Contre Sainte-Beuve – Marcel Proust

Titre : Contre Sainte-Beuve

Auteur : Marcel Proust

Note : 17/20

Editeur : Folio

Genre : essai

Sous-genre(s) : métalittéraire // critique // roman

Critique :

L’histoire de ce texte est tellement dense qu’elle mériterait un article à elle seule ! Pour faire court, cet essai est composé de multiples petits chapitres/feuillets écrits entre 1908 et 1910 par son auteur qui avait totalement abandonné son idée de texte romanesque (qui sera, plus tard, A La Recherche Du Temps Perdu) et qui était revenu de Cabourg en proie à un mal extrême. Il va alors écrire un article pour Le Figaro qui sera une critique, voire une attaque, ciblant Sainte-Beuve, un très célèbre critique littéraire du XIXe siècle. Cet article de base, servant à discréditer avec crédibilité et constructivité, finira entouré de multiples autres feuillets qui chamboulent totalement la construction de ce qui finira par être un recueil sans aucune forme propre. En effet, cet essai n’en est pas vraiment un : on lui en a donné le nom pour mieux savoir l’aborder, caractéristique propre de l’humain. Outre un chapitre entier sur Sainte-Beuve, il y a d’autres chapitres qui sont des ressentis de lectures (qui seront mis en lien avec Sainte-Beuve, et qui se confronteront), il y a des réminiscences d’enfance, ou encore des descriptions de prose poétique… La particularité de ce texte est qu’il précède l’écriture de La Recherche, l’œuvre de la vie de Proust, mais on en retrouve énormément d’éléments : l’épisode de la biscotte trempée dans le thé (qui deviendra la fameuse madeleine), les jeunes filles en fleurs, les baisers de la maman, les villages et clochers normands, l’obsession de la mère pour Venise, la fascination du narrateur pour les Guermantes, la découverte de la sexualité, de l’amour, et même l’homosexualité – cette « race maudite » (un chapitre qui m’a bouleversé dans le recueil). Enfin bref, que d’éléments à retrouver dans A La Recherche Du Temps Perdu, si bien qu’on y retrouve parfois des passages entiers qui sont repris presque mots pour mots (comme ce passage si amusant et si proustien dans lequel le narrateur, en plein du milieu d’une insomnie, commence à s’endormir, mais où son subconscient le réveille pour lui faire comprendre qu’il est temps de trouver le sommeil).
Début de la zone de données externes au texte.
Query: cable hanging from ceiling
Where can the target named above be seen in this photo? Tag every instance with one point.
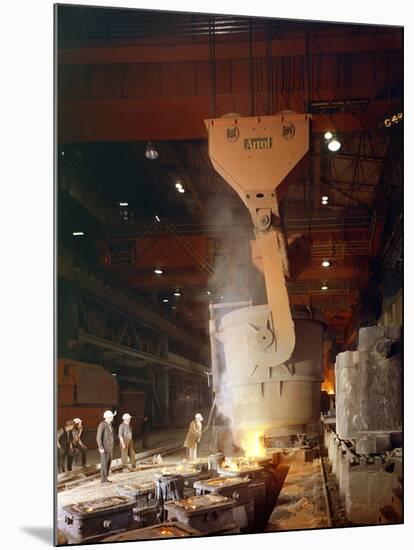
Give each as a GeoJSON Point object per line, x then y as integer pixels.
{"type": "Point", "coordinates": [212, 47]}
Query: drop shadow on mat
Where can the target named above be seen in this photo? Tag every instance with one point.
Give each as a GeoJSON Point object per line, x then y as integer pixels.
{"type": "Point", "coordinates": [44, 534]}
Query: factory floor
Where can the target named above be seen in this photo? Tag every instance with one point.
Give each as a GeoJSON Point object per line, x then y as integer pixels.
{"type": "Point", "coordinates": [300, 504]}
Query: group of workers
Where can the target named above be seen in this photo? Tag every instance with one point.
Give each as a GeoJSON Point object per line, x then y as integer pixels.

J’ai eu l’occasion et la chance de pouvoir lire toute La Recherche il y a de cela quelques années – et n’en ai posté aucun article sur ce blog, j’attends pour cela une relecture – et j’ai été très amusé de trouver autant de similarités entre les deux : on comprends vraiment qu’il s’agit ici d’une sorte d’œuvre préliminaire.

Mon avis est assez positif dans l’ensemble car j’ai souvent été touché par cette prose de Proust si reconnaissable et si agréable. La Recherche était la quintessence de cette prose poétique et bouffante bien qu’extrêmement douce, mais il y a dans ce recueil un potentiel prosaïque si important qu’il semble bien être le prédécesseur de l’ensemble romanesque : énormément de similarités, mais pas assez assumé, ou complet, comme un prototype. Evidemment, le but n’est pas le même entre les deux texte, car dans celui-ci nous retrouverons toutes les véritables analyses philosophiques et littéraires qui ne furent pas dans le cycle romanesque si connu. Toutes ces analyses très poussés et maitrisées m’ont beaucoup plu également – surtout la partie concernant Honoré de Balzac et toute son œuvre, où Proust a si bien su décrire cette légère grossièreté de personnage auctorial, mais aussi son génie, ou encore Baudelaire dont Proust vient en aide. J’ai dû lire Sylvie, de Gérard de Nerval, avant le chapitre qui lui était consacré, afin de mieux en saisir les profondeurs, et même si je n’ai pas été un très grand fanatique du texte et de son traitement, j’ai été rassuré de voir que je ne le ciblais pas de façon totalement fausse, car les raisons pour lesquelles je n’avais pas aimé le texte étaient celles qui faisaient de lui un chef-d’œuvre. Un chapitre m’a frappé de poésie : « Un rayon de soleil sur le balcon », exemple-même de la beauté de la phénoménologie proustienne. Sainte Beuve avait une philosophie particulière qu’il m’a été donné de déprécié par nombre de citations disposées au sein du livre par Marcel Proust ; en effet, un auteur doit, selon Sainte-Beuve, être jugé avec son art selon une pensée commune, comme quoi l’auteur physique est le poète, que les deux entités n’en font qu’une seule, et qu’on doit juger un livre en fonction de la personne qui l’a écrit. J’avoue être assez opposé à cette terminologie de l’auteur, mais c’est un rapport personnel concernant des modèles de transcendance et dissociation que j’apprécie particulièrement.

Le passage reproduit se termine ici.